多くの中小企業のWeb担当者が毎月やっていることを聞くと、こんなパターンが多いです。
- 「今月は先月より訪問者が増えた/減った」を確認する
- 「アクセス数が少ないな」と感じて終わる
- 「問い合わせが来ないのはアクセスが少ないから」と決めつける
でも、これだけでは集客は改善しません。
⚠️ 「アクセス数を見ること」は、体重計に乗るだけで終わるダイエットと同じです。数字を見た「次のアクション」がなければ、何も変わりません。
Googleアナリティクスの指標は、「現状を把握するツール」であると同時に「どこを直せばいいかを教えてくれるツール」でもあります。その両方の役割を使いこなせているかどうかが、集客改善できる会社とできない会社の差です。
Web集客がうまくいかない原因を詳しく知りたい方は、こちらの解説記事もご覧ください
多くの会社が見ている指標と、その落とし穴
結論:よく見られている指標は「全体の数」であることが多く、「どこで詰まっているか」が見えません。
よく見られている指標トップ3
| 指標名 | 意味 | よくある誤解 |
|---|---|---|
| セッション数(訪問数) | サイトへの訪問回数 | 「多ければOK」と思いがち |
| ページビュー数(PV) | ページが開かれた回数 | 「増えたから改善された」は早計 |
| ユーザー数 | 何人が来たか | 「新規か既存か」を分けないと意味が薄い |
これらの指標は「サイトに人が来ているかどうか」を把握するには使えます。しかし、「なぜ問い合わせが来ないのか」「どこで離脱しているのか」は、この3つだけではわかりません。
「全体の数」だけ見ることの危険性
たとえばこんなケースがあります。
- 毎月500人がサイトを訪問している
- でも問い合わせは月0〜1件
- 「アクセスが少ないからだ」と結論づけて、広告費を増やす
しかし実際には、「500人が来ているのに問い合わせが来ない」のは、集客の問題ではなくサイト内の問題である可能性が高いです。広告費を増やすより先に、サイトの中を改善するほうが効果的な場合がほとんどです。
実は見ていない。
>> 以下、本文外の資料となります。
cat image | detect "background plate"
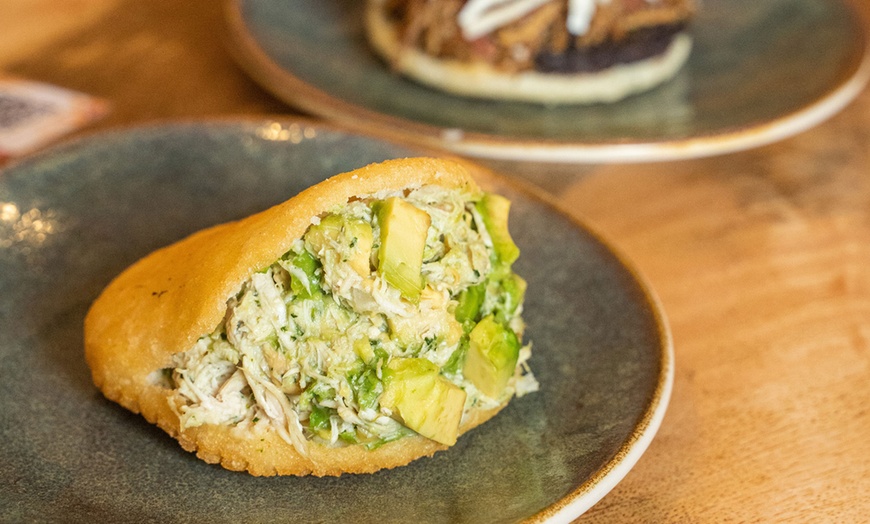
[227,0,870,162]
[0,121,673,523]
集客改善に直結する5つの指標
結論:以下の5つの指標を組み合わせることで、「どこを直せばいいか」が具体的に見えてきます。
1. チャネル別のコンバージョン率(CVR)
チャネル(流入経路)とは、「どこからサイトに来たか」のことです。
- オーガニック検索(Googleで検索して来た)
- 直接流入(URLを直接入力した)
- 参照サイト(他のサイトからリンクで来た)
- 有料広告(リスティング広告など)
- SNS経由
この「チャネルごとに、問い合わせにつながった割合」を見るのが「チャネル別コンバージョン率」です。
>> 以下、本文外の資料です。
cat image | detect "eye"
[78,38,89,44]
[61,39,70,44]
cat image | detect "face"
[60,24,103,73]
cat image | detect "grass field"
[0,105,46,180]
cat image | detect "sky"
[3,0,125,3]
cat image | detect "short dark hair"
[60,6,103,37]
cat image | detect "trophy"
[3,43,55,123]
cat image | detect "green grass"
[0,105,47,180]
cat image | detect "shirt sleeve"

なぜ重要か: 全体のコンバージョン率が低くても、「広告からの訪問者は問い合わせしやすい」「検索からの訪問者はほぼ離脱している」など、チャネルによって差があることが多いです。どのチャネルを強化すべきか、どのチャネルを見直すべきかが、この指標で判断できます。
2. ランディングページ別の直帰率
直帰率(ちょっきりつ)とは、「1ページだけ見てサイトを離れた訪問者の割合」のことです。
どのページに最初に来た人が、すぐに帰っているのかを見ます。
見方の例:
- トップページの直帰率が80%以上 → トップページの内容やデザインに問題がある可能性
- サービスページの直帰率が高い → 訪問者が求めている情報と内容がずれている可能性
直帰率は「高いから悪い」とは一概に言えません。ただし、問い合わせにつなげたいページで直帰率が高い場合は要注意です。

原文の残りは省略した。